Mon spirituel ami avait raison : je le sentis et résolus de suivre son conseil. En conséquence, au lieu d'aller directement à Lyon, je m'arrêtai à Villefranche. À peine arrivé dans cette ville, au moment où je m'apprêtais à en parcourir la rue longue et montante et à en visiter l'église, qui me paraissait bien mériter un coup d'œil, les nuages amoncelés dans l'air (je notre à dessein cette circonstance), versèrent un déluge d'eau qui me força à me réfugier dans le bureau des voitures qui font le service de Villefranche à Ars, où la célébrité de l'abbé Vianney attirait alors une affluence de visiteurs toujours croissante. L'heure venue, nous partîmes : il continuait à tomber une pluie battante ; personne sur les chemins ; il avait plu fréquemment tout le jour et la veille. Bon ! me disais-je, il n'y aura pas foule autour du Curé d'Ars. Je serai privé du spectacle des populations empressées pour le voir, mais je pourrai facilement l'aborder, lui parler, et partir sans trop de retard.

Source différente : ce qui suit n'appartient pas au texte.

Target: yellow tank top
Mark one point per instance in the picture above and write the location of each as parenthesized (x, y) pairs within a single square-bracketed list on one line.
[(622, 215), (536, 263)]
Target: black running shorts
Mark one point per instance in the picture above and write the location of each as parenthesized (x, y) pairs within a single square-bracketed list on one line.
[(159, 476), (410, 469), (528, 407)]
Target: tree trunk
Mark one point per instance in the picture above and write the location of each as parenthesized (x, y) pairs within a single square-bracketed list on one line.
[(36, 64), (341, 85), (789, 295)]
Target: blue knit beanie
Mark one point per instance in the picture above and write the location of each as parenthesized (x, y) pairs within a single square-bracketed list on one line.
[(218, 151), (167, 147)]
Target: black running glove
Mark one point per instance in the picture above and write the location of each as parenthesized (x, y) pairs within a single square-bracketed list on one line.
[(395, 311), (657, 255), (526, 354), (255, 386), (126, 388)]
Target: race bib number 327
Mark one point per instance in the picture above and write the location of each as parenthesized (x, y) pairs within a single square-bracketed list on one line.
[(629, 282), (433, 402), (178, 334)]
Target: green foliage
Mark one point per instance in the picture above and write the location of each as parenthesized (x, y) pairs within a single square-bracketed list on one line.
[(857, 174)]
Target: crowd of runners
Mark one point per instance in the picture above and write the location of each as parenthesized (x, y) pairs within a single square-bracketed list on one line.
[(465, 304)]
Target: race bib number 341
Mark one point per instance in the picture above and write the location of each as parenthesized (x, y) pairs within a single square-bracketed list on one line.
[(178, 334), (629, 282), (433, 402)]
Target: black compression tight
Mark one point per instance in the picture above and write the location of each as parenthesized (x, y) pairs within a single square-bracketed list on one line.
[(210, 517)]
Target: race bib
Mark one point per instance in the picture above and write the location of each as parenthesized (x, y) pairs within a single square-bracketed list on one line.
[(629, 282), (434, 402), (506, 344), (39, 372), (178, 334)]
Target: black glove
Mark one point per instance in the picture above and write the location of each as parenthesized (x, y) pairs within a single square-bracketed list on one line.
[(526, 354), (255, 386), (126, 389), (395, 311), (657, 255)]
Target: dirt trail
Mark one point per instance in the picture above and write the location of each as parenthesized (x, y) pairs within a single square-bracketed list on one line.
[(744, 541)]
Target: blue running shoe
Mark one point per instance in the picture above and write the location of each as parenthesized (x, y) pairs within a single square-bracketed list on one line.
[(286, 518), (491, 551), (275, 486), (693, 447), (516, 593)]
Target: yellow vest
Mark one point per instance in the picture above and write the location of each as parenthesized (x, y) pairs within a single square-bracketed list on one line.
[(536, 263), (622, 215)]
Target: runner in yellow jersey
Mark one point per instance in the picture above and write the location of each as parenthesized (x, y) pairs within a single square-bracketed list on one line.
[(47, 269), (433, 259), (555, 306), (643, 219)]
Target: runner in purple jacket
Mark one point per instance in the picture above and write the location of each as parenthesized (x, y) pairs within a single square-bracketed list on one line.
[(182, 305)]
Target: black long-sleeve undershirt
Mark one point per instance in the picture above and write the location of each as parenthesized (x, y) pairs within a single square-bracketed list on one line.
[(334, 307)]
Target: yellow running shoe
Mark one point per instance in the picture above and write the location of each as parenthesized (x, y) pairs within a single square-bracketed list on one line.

Tout en faisant ces réflexions, j'arrivai à Ars. La voiture nous descendit à une bonne auberge du village, où l'on est bien traité et où l'on ne vous exploite pas encore. On me dit que le curé le défend et qu'on lui obéit. Comme je sais qu'il est difficile de modérer les exigences des aubergistes, surtout dans les lieux de pèlerinage, ce fut pour moi un indice, et le premier de tous, de l'empire que ce saint homme exerce sur les cœurs. À peine débarqués, nous courûmes tous à l'église, où l'on nous dit que se trouvait M. le Curé. Chemin faisant j'arrangeais un peu les choses à ma façon : je croyais que l'omnibus avait apporté tout le monde ; que personne n'avait pu venir autrement ; que nous serions les seuls visiteurs ; et j'avais la naïveté de m'imaginer que le bon curé était là-bas à nous attendre. Enfin, tout bien disposé que j'étais à me laisser toucher et édifier, je prenais un peu le change, et je n'étais nullement préparé à ce que j'allais rencontrer. Preuve nouvelle d'une vérité dont tout voyageur a bien souvent l'occasion de se convaincre : qu'il faut voir pour savoir, voir par soi-même autant que possible, ou ne s'en rapporter qu'à de sûrs témoins. Quant aux merveilles d'Ars, c'est peut-être ce que je renoncerais le moins à avoir vu, tant je tiens au précieux privilège de pouvoir les raconter fidèlement aux autres !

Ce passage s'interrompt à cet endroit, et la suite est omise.